Therefore on his shining shield was shaped now this knot,
royally with red gules upon red gold set,
this is the pure pentangle as people of learning have taught.
–Sir Gawain and the Green Knight (trans. J.R.R. Tolkien)
The points of Iron are these: Sex. Self, Passion, Pride, Power, starting at the top and going clockwise. Consider each of them in turn; if you like, stand up and feel each of them in your body, Sex at your head, Self at your right hand, and so on.
Sex the primal creative power (nobody reading this would be here without it), Self the boundary that holds as when you cast a circle, Passion which connects you to the world and inspires you to transcend that boundary, divine Pride which sustains you and allows you to know your worth, Power the culmination of all these, the ability to act.
This is your internal ecology, the engines that drive your psyche. Chances are, there’s at least one of the points you feel comfortable with, and one or more from which you shy away. The latter means that energy does not flow easily through those points, things get tangled up and power gets scattered. These are the ways in which you are getting in your own way. Unbind them.

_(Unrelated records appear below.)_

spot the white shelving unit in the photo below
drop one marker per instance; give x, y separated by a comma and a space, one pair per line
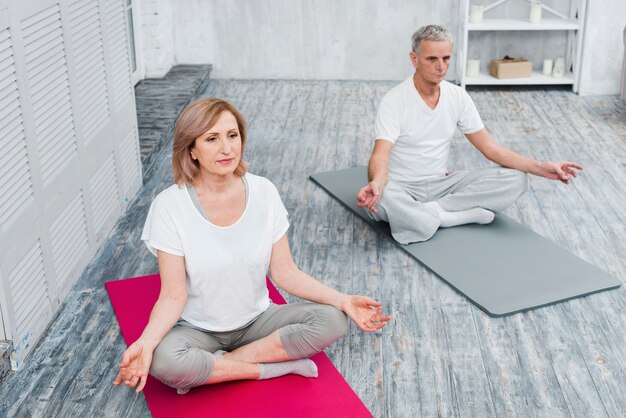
552, 20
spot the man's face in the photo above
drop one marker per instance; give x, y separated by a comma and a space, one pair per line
432, 60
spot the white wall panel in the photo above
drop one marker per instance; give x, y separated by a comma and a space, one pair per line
68, 236
16, 189
48, 84
88, 53
104, 197
114, 19
31, 302
67, 169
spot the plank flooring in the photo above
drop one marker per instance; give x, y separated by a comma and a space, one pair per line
440, 356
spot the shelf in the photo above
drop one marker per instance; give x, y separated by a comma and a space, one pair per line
536, 78
524, 25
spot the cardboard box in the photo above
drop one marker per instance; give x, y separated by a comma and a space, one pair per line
510, 67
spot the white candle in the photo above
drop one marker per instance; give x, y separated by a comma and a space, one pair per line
547, 67
535, 13
559, 68
476, 13
473, 68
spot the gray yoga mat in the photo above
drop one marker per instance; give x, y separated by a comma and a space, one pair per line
503, 267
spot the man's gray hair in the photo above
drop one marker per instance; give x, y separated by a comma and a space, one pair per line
429, 33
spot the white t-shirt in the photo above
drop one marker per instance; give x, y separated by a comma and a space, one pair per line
421, 135
226, 266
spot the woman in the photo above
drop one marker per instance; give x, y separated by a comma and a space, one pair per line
215, 233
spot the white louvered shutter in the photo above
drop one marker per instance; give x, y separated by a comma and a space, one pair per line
69, 152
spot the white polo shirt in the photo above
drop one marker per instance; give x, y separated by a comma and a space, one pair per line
421, 135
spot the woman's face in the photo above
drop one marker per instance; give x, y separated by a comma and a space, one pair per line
218, 151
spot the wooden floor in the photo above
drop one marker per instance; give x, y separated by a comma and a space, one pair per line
440, 356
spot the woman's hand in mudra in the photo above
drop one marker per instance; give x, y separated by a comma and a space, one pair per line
134, 366
365, 312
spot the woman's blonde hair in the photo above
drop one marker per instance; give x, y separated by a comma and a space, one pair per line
196, 119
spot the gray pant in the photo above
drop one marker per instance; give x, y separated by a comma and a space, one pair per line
184, 358
401, 203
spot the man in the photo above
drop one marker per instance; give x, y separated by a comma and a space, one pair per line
409, 184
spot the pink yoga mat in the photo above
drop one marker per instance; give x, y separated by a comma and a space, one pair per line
289, 396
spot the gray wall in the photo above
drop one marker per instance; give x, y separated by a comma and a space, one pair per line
321, 39
357, 39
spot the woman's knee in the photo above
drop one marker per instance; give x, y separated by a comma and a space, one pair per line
180, 366
321, 326
336, 322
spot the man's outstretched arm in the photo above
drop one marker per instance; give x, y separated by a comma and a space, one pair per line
499, 154
369, 195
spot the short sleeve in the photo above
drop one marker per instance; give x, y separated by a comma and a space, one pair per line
279, 215
387, 125
469, 119
159, 231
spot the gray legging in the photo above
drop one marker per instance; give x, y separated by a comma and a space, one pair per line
184, 358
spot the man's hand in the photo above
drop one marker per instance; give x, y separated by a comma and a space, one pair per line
369, 196
562, 170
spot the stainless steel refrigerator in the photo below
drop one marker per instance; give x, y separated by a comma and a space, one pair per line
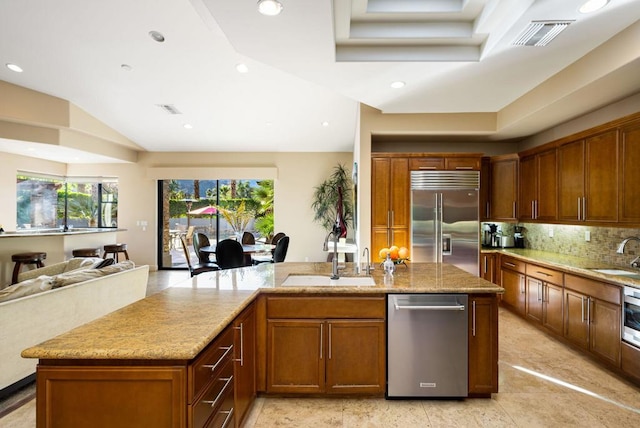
445, 224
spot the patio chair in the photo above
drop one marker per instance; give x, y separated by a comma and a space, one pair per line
198, 268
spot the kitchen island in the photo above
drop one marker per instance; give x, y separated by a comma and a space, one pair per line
197, 353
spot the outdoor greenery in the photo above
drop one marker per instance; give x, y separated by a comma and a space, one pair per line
325, 198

The points of Pearl are these: Love, Knowledge, Wisdom, Law, Liberty. The Pearl unfolds from Iron, like a flower, and each point of the Pentacle of Pearl relates to the corresponding point of Iron. These have to do with how you relate to others, virtues held in balanced reciprocity. To value Liberty in one’s self, for example, one must also value it in and for others.

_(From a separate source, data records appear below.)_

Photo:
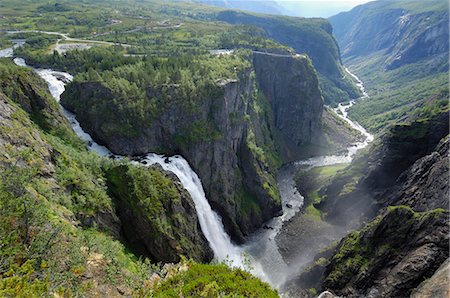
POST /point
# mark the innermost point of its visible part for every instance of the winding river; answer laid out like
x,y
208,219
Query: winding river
x,y
265,259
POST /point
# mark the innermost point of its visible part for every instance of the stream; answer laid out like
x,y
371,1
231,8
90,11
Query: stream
x,y
261,248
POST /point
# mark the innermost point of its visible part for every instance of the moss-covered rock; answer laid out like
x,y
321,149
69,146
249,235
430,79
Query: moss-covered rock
x,y
158,216
391,255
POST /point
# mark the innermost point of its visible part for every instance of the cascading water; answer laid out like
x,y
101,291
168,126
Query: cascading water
x,y
210,221
266,260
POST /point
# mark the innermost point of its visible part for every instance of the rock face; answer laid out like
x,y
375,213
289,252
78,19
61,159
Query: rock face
x,y
392,172
27,110
424,186
437,285
391,256
228,140
405,181
405,33
299,123
311,36
157,214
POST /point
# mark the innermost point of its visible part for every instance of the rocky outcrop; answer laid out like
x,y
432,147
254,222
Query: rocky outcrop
x,y
383,175
437,285
158,216
228,139
424,186
311,36
295,82
391,256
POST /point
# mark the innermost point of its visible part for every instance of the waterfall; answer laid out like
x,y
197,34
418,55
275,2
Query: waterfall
x,y
210,222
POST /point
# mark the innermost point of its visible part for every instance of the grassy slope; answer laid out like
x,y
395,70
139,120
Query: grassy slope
x,y
49,184
397,93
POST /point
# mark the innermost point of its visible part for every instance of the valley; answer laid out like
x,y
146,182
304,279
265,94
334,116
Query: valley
x,y
245,151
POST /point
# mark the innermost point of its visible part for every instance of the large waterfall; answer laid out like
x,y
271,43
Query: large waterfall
x,y
267,262
210,221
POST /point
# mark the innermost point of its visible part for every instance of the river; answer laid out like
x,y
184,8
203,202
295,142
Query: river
x,y
265,259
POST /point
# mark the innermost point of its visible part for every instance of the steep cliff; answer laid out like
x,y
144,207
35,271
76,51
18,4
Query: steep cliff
x,y
63,230
391,256
380,176
400,50
157,214
227,136
402,178
311,36
405,31
297,82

The connection between Sex and Love seems obvious when speaking of romantic relationships, and it’s axiomatic that in order to love others you must also love yourself. However, all of these concepts have resonance; remember that our view of eros goes beyond human sexuality, as a primal creative force. When you love, you tap into that primal force. Love is an act of creation.
The Pentacles are the second of three core concepts found in Feri; the first I mentioned was clannes (kala). Each has one or more meditations or practices associated with it, and often deities and liturgy as well. Feri can sometimes seem weirdly chaotic, with bits of Mesopotamia, Africa, and Wales mixed in according to various initiates’ enthusiasms and knowledge base; but in fact everything relates back to these core ideas one way or another, and they are what hold it all together. Feri is a lens through which the different historical and cultural streams feeding into it are seen, and it incorporates and transmutes them like a good roux makes gumbo.